1574346 – Move disk failed but delete was called on source sd, losing all the data

Bug 1574346 - Move disk failed but delete was called on source sd, losing all the data

Summary: Move disk failed but delete was called on source sd, losing all the data

Keywords:
Status:	CLOSED ERRATA
Alias:	None
Product:	Red Hat Enterprise Virtualization Manager
Classification:	Red Hat
Component:	ovirt-engine
Sub Component:
Version:	4.1.9
Hardware:	x86_64
OS:	Linux
Priority:	urgent
Severity:	urgent
Target Milestone:	ovirt-4.3.0
Target Release:	4.3.0
Assignee:	Benny Zlotnik
QA Contact:	Kevin Alon Goldblatt
Docs Contact:
URL:
Whiteboard:
Depends On:
Blocks:	1585455
TreeView+	depends on / blocked

Reported:	2018-05-03 05:54 UTC by Germano Veit Michel
Modified:	2021-09-09 13:56 UTC (History)
CC List:	11 users (show)
Fixed In Version:	ovirt-engine-4.3.0_alpha
Doc Type:	If docs needed, set a value
Doc Text:
Clone Of:
Clones:	1585455 (view as bug list)
Environment:
Last Closed:	2019-05-08 12:37:35 UTC
oVirt Team:	Storage
Target Upstream Version:
Embargoed:

Attachments	(Terms of Use)

Links
System	ID	Priority	Status	Summary	Last Updated
Red Hat Product Errata	RHEA-2019:1085	None	None	None	2019-05-08 12:37:56 UTC
oVirt gerrit	91068	'None'	MERGED	core: mark child commands as failed if parent failed	2021-01-18 14:41:22 UTC
oVirt gerrit	91657	'None'	MERGED	core: mark child commands as failed if parent failed	2021-01-18 14:40:42 UTC
oVirt gerrit	91671	'None'	MERGED	core: use getTaskGroupSuccess instead of getSucceeded	2021-01-18 14:40:43 UTC

Description Germano Veit Michel 2018-05-03 05:54:06 UTC

Description of problem:

During a simultaneous cold move of several disks from SD 968889ce-61e9-4ec8-8d0c-f558e5bafca3 to 2c899223-3517-43fb-a70f-6bdeabeaa696, several images were lost.
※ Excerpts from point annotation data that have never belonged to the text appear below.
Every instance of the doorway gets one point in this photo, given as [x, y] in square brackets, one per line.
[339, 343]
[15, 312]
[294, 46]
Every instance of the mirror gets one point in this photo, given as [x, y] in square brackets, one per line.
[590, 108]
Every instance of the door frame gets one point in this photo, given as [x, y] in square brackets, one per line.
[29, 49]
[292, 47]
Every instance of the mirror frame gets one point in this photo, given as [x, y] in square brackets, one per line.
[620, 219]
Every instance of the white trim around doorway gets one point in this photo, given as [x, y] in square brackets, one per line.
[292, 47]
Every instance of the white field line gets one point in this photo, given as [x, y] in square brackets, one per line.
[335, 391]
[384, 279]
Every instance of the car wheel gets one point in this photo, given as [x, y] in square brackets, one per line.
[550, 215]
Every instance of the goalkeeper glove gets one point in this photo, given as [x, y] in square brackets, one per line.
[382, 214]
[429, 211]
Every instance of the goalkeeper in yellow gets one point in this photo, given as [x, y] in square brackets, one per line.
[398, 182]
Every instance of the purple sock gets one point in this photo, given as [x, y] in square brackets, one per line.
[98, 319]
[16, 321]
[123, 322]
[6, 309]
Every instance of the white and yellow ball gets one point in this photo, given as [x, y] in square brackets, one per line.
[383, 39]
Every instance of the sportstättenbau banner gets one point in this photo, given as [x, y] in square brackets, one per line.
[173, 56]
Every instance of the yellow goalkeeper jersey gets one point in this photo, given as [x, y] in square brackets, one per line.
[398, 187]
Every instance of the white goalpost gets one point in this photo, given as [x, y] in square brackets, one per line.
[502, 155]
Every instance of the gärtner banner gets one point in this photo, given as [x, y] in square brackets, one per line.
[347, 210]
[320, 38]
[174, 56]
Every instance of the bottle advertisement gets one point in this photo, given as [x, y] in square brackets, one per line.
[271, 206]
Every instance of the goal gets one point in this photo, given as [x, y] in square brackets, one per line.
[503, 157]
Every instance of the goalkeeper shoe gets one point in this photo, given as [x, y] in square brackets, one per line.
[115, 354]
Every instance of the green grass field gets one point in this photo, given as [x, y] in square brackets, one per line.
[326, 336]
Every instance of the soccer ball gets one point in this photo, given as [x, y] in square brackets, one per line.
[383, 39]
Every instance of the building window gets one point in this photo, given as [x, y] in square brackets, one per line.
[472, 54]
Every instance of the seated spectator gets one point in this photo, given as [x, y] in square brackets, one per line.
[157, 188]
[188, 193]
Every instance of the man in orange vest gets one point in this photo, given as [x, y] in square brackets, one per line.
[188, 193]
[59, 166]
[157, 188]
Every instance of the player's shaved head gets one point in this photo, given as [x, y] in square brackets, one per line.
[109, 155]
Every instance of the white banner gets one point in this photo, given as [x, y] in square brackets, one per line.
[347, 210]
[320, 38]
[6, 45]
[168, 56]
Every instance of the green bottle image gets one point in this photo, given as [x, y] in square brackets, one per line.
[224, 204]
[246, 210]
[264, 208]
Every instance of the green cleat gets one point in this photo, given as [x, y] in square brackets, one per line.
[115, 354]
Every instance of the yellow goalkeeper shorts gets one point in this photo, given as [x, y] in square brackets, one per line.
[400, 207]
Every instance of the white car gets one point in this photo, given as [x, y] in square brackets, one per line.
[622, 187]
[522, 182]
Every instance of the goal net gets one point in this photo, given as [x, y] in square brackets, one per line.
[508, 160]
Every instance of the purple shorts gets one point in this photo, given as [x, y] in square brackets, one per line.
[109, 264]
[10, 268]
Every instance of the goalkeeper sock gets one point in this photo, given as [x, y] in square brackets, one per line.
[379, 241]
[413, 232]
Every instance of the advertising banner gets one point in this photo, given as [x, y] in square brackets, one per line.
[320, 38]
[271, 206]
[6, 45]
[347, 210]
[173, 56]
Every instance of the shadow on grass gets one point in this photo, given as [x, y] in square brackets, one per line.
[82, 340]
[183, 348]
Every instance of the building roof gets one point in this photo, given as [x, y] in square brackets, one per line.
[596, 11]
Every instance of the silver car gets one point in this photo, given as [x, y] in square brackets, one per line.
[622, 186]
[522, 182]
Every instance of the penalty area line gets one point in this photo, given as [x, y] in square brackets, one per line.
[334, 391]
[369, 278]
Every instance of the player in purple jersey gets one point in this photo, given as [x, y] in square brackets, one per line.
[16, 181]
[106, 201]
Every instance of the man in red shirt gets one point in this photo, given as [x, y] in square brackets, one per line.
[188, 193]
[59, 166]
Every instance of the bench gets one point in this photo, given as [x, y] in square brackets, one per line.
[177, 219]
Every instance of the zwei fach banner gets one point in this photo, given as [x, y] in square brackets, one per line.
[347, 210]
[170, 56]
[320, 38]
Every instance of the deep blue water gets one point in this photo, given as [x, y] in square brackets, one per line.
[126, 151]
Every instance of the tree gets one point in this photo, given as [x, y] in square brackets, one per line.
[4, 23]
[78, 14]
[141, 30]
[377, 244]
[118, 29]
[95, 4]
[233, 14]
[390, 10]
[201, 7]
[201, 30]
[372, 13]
For example, this is how volume 2a0183b3-4b44-4d78-bd53-7ba656575ff0 was lost:

1. Start MoveImageGroup

2018-04-24 20:41:59,462-07 INFO  [org.ovirt.engine.core.vdsbroker.irsbroker.MoveImageGroupVDSCommand] (org.ovirt.thread.pool-6-thread-48) [f8c1b451-718f-4daf-9d46-2ee4eb718d60] START, MoveImageGroupVDSCommand( MoveImageGroupVDSCommandParameters:{runAsync='true', storagePoolId='6c406fcc-ffdd-49b0-8c17-d351174eb09b', ignoreFailoverLimit='false', storageDomainId='968889ce-61e9-4ec8-8d0c-f558e5bafca3', imageGroupId='9d1ed754-e8f4-4169-920e-7706d906241b', dstDomainId='2c899223-3517-43fb-a70f-6bdeabeaa696', vmId='00000000-0000-0000-0000-000000000000', op='Copy', postZero='true', discard='false', force='false'}), log id: 126e5c36

2. Stuck, no progress, in ~10min, it seems it hit transaction reaper limit.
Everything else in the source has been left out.